In 1995, Nie Shubin, a farmer aged 21, was executed for the rape and murder of Kang Juhua, a woman in her thirties, in Hebei province. In 2005, however, a man called Wang Shujin, who was wanted in connection with three other rape-murder cases, confessed to the offences and described the crime scene to the police in detail. Nie had allegedly been tortured into confessing to the crimes, and his mother, Zhang Huanzhi, who said her son's death had "destroyed my future", has campaigned ceaselessly to clear his name.
However, the Hebei High Court, which approved the death penalty in Nie's case, rejected Wang's confession to the murder, and Nie's convictions stand. The Hebei authorities, moreover, refused over 50 requests from Zhang's lawyers to examine the complete case papers, allowing only one request, in 2013. Even then, the lawyers were only allowed to see 26 pages out of 137, which were carefully selected to prove Nie's guilt.
Last December, however, the Supreme People's Court intervened and transferred the case from Hebei to the Shandong High Court, which granted the family access not only to Nie's case files but also to Wang's. One of Zhang's lawyers, Li Shuting, concluded that "the case is 100 per cent a wrongful execution", and there are now high hopes that Nie's convictions will be overturned.
The mainland authorities have recently tightened the safeguards for suspects in criminal cases, partly in response to miscarriages of justice, but also to raise criminal justice standards to international norms.

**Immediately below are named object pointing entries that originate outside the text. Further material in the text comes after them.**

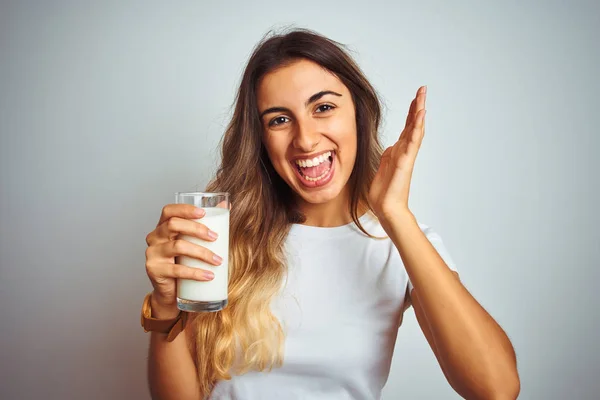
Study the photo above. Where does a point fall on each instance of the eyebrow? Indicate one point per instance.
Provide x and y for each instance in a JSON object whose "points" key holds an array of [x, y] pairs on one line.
{"points": [[311, 99]]}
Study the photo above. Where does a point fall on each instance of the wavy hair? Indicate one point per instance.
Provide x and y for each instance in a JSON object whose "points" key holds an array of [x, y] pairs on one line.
{"points": [[246, 335]]}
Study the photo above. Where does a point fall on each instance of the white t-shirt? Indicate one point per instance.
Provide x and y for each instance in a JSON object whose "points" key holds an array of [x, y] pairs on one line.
{"points": [[340, 307]]}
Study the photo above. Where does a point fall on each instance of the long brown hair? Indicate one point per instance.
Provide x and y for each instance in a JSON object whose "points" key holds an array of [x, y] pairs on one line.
{"points": [[246, 335]]}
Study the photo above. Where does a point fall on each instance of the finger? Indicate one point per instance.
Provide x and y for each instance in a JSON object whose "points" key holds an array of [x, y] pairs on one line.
{"points": [[174, 226], [187, 211], [181, 247], [416, 105], [177, 271]]}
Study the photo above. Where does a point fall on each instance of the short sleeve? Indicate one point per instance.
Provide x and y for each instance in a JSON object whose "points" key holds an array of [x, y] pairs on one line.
{"points": [[438, 244]]}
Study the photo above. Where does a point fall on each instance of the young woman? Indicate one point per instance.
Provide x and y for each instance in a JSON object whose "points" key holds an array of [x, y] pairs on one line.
{"points": [[325, 253]]}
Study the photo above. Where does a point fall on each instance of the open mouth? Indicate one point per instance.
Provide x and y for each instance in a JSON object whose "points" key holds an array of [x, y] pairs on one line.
{"points": [[317, 171]]}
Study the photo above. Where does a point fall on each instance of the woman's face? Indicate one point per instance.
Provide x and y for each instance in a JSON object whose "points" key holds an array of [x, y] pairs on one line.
{"points": [[309, 129]]}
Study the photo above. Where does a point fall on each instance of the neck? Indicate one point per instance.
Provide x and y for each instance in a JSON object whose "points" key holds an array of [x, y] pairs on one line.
{"points": [[335, 212]]}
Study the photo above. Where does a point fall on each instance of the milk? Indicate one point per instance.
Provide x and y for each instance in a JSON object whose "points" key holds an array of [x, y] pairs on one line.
{"points": [[217, 220]]}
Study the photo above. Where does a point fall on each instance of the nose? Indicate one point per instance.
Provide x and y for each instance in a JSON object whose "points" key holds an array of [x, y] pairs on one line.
{"points": [[306, 137]]}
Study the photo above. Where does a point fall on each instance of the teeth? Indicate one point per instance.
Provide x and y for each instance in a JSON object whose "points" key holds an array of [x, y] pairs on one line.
{"points": [[315, 161]]}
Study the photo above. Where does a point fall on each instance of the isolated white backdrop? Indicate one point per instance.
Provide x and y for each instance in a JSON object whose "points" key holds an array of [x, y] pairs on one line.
{"points": [[107, 108]]}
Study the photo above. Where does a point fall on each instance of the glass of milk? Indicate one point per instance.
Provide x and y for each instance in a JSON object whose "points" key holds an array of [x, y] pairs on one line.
{"points": [[203, 296]]}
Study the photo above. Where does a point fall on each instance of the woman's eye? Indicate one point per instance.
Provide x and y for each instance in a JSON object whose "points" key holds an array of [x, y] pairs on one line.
{"points": [[278, 121], [325, 107]]}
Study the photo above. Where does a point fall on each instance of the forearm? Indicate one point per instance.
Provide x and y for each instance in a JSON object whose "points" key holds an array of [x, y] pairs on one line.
{"points": [[472, 347], [171, 369]]}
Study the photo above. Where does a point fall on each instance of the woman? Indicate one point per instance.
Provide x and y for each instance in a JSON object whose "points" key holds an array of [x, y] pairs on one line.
{"points": [[325, 253]]}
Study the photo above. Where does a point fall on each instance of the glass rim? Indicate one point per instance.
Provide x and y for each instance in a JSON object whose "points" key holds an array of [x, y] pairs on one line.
{"points": [[203, 194]]}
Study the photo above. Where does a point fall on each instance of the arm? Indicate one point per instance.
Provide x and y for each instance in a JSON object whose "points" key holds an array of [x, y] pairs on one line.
{"points": [[473, 351], [171, 369]]}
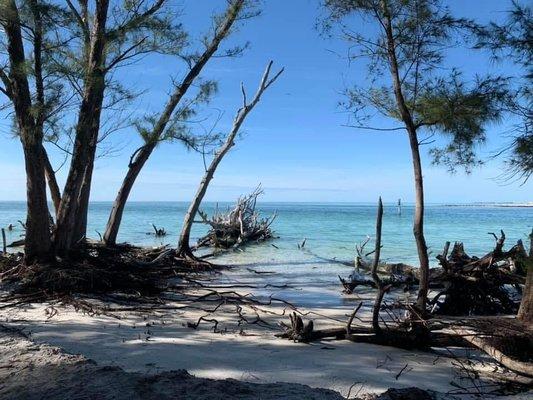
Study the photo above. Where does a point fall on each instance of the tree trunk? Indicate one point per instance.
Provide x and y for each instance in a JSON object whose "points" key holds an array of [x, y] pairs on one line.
{"points": [[140, 157], [184, 248], [115, 217], [86, 136], [80, 228], [418, 224], [525, 312], [375, 276], [53, 187], [37, 241]]}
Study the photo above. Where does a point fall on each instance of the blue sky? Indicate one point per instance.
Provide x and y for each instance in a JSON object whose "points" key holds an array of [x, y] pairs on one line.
{"points": [[294, 142]]}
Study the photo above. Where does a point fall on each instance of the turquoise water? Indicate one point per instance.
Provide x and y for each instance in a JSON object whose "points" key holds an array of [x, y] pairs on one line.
{"points": [[332, 230]]}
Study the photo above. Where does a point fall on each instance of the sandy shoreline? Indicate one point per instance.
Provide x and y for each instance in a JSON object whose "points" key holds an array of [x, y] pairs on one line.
{"points": [[244, 347]]}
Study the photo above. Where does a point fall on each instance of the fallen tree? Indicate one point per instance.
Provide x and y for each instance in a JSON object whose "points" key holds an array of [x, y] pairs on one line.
{"points": [[512, 347], [467, 284], [184, 249], [237, 226]]}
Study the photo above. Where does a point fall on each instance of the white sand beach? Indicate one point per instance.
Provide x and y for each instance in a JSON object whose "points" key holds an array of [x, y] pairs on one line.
{"points": [[243, 347]]}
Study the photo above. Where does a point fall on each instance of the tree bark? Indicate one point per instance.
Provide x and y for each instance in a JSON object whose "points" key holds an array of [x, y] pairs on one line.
{"points": [[53, 186], [140, 157], [86, 135], [37, 241], [115, 217], [418, 223], [184, 248], [80, 227]]}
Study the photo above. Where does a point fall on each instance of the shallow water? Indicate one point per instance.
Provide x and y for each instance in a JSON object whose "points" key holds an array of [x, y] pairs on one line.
{"points": [[331, 229]]}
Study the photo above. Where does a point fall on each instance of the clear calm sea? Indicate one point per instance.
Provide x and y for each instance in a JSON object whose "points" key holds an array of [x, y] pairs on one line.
{"points": [[331, 229]]}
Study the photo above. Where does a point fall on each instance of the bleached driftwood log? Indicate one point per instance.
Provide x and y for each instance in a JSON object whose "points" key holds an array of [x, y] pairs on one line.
{"points": [[238, 225]]}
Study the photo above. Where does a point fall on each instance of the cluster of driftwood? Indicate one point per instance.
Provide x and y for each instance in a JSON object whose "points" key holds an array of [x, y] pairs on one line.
{"points": [[466, 285], [469, 284], [237, 226]]}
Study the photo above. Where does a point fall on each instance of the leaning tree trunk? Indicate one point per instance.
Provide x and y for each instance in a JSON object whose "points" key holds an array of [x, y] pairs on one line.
{"points": [[140, 157], [87, 127], [418, 224], [184, 248], [80, 227], [37, 241], [53, 186], [525, 313], [115, 217], [375, 276]]}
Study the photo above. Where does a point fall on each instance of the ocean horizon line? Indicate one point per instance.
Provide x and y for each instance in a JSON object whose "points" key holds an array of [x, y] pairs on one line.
{"points": [[355, 203]]}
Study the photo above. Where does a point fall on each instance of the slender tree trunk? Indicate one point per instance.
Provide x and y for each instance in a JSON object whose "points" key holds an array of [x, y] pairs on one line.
{"points": [[67, 230], [375, 276], [37, 241], [184, 248], [115, 217], [80, 227], [418, 224], [525, 313], [53, 187], [141, 156]]}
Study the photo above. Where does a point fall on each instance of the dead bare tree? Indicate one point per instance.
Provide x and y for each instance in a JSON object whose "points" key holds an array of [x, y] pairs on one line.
{"points": [[237, 226], [184, 248], [408, 39], [525, 312], [156, 135], [377, 280]]}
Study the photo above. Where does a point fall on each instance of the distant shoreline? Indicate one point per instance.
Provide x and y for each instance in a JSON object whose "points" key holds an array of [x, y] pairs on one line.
{"points": [[507, 205], [526, 204]]}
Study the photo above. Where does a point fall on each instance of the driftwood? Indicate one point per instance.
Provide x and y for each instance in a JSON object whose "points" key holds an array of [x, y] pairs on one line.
{"points": [[4, 244], [184, 248], [478, 285], [237, 226], [467, 285], [479, 341], [158, 232]]}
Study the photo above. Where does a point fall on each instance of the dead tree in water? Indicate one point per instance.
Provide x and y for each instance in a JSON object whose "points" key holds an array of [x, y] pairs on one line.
{"points": [[183, 245], [525, 313], [407, 39], [237, 226], [159, 130], [475, 285], [382, 289]]}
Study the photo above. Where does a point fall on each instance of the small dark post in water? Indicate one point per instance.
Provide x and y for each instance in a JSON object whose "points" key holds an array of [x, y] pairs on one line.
{"points": [[4, 245]]}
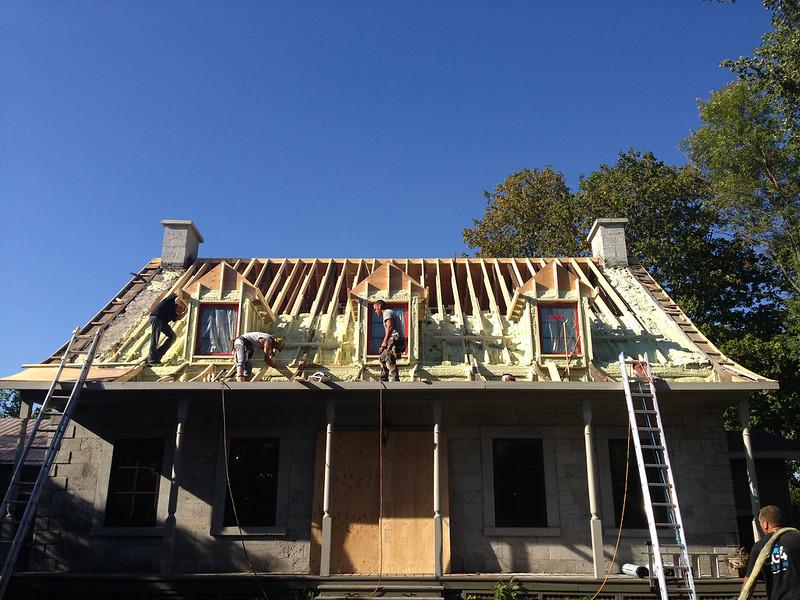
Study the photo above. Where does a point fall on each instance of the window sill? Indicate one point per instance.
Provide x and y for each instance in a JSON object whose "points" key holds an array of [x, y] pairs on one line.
{"points": [[102, 531], [643, 533], [248, 531], [522, 531]]}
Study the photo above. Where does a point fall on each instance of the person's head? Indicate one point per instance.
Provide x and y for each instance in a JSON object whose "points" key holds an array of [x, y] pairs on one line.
{"points": [[770, 517], [180, 308]]}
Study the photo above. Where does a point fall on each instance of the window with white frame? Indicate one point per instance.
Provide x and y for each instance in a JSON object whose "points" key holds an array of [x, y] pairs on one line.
{"points": [[376, 329], [134, 482], [216, 327], [252, 493], [559, 332], [521, 497]]}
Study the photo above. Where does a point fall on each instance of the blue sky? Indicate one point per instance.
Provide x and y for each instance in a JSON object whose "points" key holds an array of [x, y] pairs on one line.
{"points": [[312, 128]]}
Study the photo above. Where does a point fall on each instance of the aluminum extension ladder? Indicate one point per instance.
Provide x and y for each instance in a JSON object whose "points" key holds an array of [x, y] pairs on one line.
{"points": [[658, 484], [22, 495]]}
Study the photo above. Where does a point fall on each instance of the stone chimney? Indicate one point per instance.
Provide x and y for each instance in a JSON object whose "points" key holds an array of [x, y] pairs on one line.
{"points": [[607, 238], [181, 240]]}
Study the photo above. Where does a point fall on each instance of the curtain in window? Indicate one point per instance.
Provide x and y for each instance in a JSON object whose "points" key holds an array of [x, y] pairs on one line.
{"points": [[559, 332], [217, 327]]}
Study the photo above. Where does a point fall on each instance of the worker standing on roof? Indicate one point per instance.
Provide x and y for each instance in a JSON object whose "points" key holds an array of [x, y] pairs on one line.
{"points": [[171, 308], [781, 567], [244, 346], [393, 343]]}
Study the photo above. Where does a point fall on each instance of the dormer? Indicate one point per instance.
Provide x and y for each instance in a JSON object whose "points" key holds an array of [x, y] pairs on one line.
{"points": [[402, 294], [222, 304], [556, 300]]}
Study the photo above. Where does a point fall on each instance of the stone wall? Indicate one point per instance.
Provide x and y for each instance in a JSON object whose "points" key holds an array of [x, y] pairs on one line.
{"points": [[69, 533]]}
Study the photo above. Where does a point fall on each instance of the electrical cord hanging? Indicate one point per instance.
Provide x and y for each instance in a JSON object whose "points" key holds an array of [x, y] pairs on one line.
{"points": [[621, 516], [381, 387], [230, 493]]}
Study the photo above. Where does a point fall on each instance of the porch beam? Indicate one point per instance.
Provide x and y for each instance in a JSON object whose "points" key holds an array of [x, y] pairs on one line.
{"points": [[168, 541], [437, 485], [595, 524], [325, 549], [750, 463]]}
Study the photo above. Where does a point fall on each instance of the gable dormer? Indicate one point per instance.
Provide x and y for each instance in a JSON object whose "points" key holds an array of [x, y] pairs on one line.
{"points": [[402, 294]]}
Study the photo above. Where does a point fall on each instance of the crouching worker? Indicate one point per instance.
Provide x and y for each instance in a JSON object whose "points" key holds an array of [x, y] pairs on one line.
{"points": [[393, 343], [245, 345], [170, 309]]}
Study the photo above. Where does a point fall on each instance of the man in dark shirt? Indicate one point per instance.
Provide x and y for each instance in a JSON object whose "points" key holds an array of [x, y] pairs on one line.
{"points": [[169, 309], [781, 570]]}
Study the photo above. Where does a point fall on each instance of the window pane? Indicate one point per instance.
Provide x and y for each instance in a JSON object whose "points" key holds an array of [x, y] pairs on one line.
{"points": [[253, 470], [216, 326], [559, 333], [519, 488], [133, 482], [635, 517], [376, 329]]}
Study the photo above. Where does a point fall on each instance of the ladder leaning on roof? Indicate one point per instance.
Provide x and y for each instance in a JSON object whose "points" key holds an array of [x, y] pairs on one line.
{"points": [[22, 495], [655, 475]]}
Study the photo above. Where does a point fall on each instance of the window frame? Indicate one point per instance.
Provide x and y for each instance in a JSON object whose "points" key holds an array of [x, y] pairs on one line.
{"points": [[391, 305], [579, 339], [282, 494], [488, 435], [606, 486], [99, 528], [200, 307]]}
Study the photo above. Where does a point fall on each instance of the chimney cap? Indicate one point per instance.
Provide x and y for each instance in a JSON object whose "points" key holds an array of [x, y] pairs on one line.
{"points": [[598, 223], [180, 224]]}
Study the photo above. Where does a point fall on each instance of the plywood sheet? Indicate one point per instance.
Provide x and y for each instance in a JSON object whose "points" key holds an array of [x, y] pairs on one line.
{"points": [[402, 541]]}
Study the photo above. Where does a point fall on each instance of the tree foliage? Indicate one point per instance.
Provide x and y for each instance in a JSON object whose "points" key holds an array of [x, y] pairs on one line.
{"points": [[531, 213], [670, 231], [9, 403]]}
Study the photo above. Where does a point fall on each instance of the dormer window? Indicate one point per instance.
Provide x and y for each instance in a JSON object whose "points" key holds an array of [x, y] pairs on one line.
{"points": [[216, 327], [375, 327], [559, 332]]}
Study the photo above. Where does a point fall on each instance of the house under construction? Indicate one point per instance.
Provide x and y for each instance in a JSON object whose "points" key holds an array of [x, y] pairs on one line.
{"points": [[175, 479]]}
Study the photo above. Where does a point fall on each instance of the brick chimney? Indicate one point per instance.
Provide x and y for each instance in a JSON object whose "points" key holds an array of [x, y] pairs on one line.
{"points": [[607, 238], [181, 240]]}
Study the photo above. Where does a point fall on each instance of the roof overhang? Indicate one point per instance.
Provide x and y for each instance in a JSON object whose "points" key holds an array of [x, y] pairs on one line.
{"points": [[566, 390]]}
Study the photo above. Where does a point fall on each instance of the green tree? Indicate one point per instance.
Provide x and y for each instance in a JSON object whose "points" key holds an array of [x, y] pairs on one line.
{"points": [[531, 213], [9, 403], [743, 149], [670, 231]]}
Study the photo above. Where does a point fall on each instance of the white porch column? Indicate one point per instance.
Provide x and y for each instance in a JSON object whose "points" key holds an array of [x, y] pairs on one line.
{"points": [[595, 524], [168, 548], [750, 463], [437, 509], [325, 550]]}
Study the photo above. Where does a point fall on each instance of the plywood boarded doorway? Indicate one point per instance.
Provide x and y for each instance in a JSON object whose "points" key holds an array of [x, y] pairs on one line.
{"points": [[403, 542]]}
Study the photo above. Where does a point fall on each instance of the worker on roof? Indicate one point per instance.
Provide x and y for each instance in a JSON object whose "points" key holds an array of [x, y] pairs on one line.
{"points": [[245, 345], [170, 309], [393, 343]]}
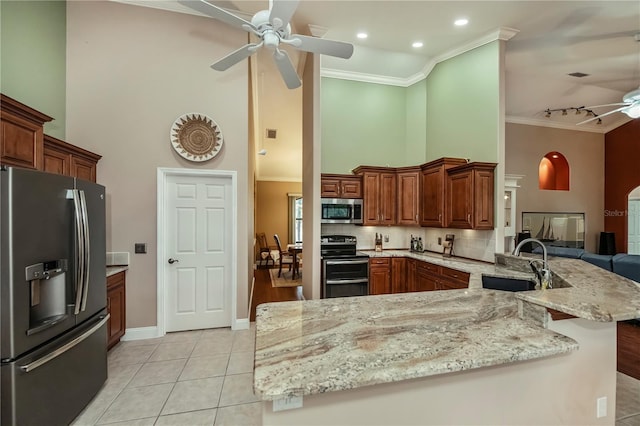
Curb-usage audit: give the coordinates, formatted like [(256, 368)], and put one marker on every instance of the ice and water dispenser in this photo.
[(48, 294)]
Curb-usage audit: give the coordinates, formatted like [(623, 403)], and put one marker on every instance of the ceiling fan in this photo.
[(272, 28), (630, 105)]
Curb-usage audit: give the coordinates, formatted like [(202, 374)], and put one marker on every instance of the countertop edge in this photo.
[(112, 270)]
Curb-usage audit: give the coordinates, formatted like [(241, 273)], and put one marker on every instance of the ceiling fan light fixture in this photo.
[(633, 111)]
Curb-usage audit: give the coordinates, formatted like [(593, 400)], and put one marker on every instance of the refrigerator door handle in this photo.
[(62, 349), (86, 251), (79, 266)]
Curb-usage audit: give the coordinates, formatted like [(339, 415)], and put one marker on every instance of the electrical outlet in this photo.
[(287, 403), (601, 407)]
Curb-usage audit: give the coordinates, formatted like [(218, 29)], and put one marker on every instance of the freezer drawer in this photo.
[(53, 384)]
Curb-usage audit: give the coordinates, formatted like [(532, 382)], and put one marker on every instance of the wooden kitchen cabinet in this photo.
[(24, 144), (470, 196), (379, 195), (426, 279), (399, 275), (379, 275), (21, 133), (408, 194), (433, 190), (340, 186), (63, 158), (116, 306)]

In March 2012, the National People's Congress approved amendments to the Criminal Procedure Law designed to prevent the use by trial courts of illegally obtained evidence. In particular, coerced confessions are not now admissible against a suspect, and evidence obtained by illegal means must be excluded at trial.
Although this was a positive step, there is an onus on an accused to provide evidence that he was tortured, and instances of forced confessions being excluded at trial are hard to come by. An additional problem has been the willingness of the courts to accept undertakings by the police that they have not engaged in improper questioning of suspects, even where there has been lengthy interviewing in oppressive circumstances.
Investigators, moreover, have sometimes been able to exploit legal ambiguities to get around the new requirements, and it remains to be seen if the Ministry of Public Security, which supervises the police, will fully throw its weight behind the reforms. To its credit, however, the ministry has recently issued a directive proscribing "coerced confessions and torture", and this, hopefully, is more than mere window dressing.